Our critical reflection will focus on three key areas:
Virtual versus material worlds.
In the first instance, this distinction was veryparticular to the political motivation of this project to highlight the ubiquity of an offshore oil industry that remains by and large invisible until disaster brings it into glaring focus. How to make the invisible visible when we were never going to be granted access to an actual oil platform? Our solution was to use design elements, a rich soundscape and dramatic visual interface to create an immersive and haptic virtual experience of an imaginary oil rig, not simply as a container for documentary elements, but as a distinct storyworld in itself whose dark atmosphere, nightmarish qualities and labyrinthine structure elicit particular emotional effects.
Ghosts in the Machine.
OFFSHORE has over 70 minutes of documentary elements curated into stories of real people and places impacted by the global offshore oil industry. These are our “ghosts in the machine. The dissonance between the virtual world of the rig and the ‘material’ worlds of people is continuously emphasized as the viewer clicks and is catapulted into full screen documentary encounters.

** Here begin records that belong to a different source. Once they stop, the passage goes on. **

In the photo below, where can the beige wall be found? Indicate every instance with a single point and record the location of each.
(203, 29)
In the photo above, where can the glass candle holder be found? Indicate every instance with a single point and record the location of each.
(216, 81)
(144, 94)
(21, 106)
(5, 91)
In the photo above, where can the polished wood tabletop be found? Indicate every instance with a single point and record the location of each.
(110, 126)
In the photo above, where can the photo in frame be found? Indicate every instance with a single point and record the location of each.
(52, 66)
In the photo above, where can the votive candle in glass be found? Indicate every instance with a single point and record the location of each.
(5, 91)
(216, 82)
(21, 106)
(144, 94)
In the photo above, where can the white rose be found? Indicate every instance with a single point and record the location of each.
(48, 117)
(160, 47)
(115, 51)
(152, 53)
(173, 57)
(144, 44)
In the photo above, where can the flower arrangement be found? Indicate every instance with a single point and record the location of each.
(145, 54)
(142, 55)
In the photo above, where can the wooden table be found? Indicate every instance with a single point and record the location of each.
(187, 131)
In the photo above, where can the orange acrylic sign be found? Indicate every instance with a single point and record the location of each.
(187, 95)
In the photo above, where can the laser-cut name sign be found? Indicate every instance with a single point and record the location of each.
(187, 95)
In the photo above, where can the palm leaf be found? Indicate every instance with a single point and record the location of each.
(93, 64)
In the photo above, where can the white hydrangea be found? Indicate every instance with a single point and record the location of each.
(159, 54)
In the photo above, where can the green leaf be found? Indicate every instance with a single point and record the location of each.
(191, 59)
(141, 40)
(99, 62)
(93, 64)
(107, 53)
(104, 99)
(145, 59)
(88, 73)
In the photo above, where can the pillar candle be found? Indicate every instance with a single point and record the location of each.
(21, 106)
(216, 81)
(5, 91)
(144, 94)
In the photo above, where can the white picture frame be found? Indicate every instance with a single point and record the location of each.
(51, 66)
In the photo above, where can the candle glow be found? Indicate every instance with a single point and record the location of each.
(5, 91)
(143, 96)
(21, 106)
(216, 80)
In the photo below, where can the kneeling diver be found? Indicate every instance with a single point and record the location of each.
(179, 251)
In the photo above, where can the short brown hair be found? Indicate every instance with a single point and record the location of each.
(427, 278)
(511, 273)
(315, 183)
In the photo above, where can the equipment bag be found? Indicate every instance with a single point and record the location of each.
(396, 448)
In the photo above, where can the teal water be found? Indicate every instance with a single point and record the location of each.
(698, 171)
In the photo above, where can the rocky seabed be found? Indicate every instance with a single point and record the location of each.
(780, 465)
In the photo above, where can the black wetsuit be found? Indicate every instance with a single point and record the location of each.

Navigation as a form of non linear investigation.
The labyrinth was always our key spatial metaphor- as metaphor it reflects on the way that we remain trapped in our petro-modernity as much as it implies a complex, non linear and non goal directed movement through space. Navigation is mediated through the use of a gaming aesthetic and first person point of view as a way of attempting an immersive cinematic experience. There is no set journey, each viewer chooses her own path where information and empathetic connection are experienced through the accumulation and encounter with pervasive story elements.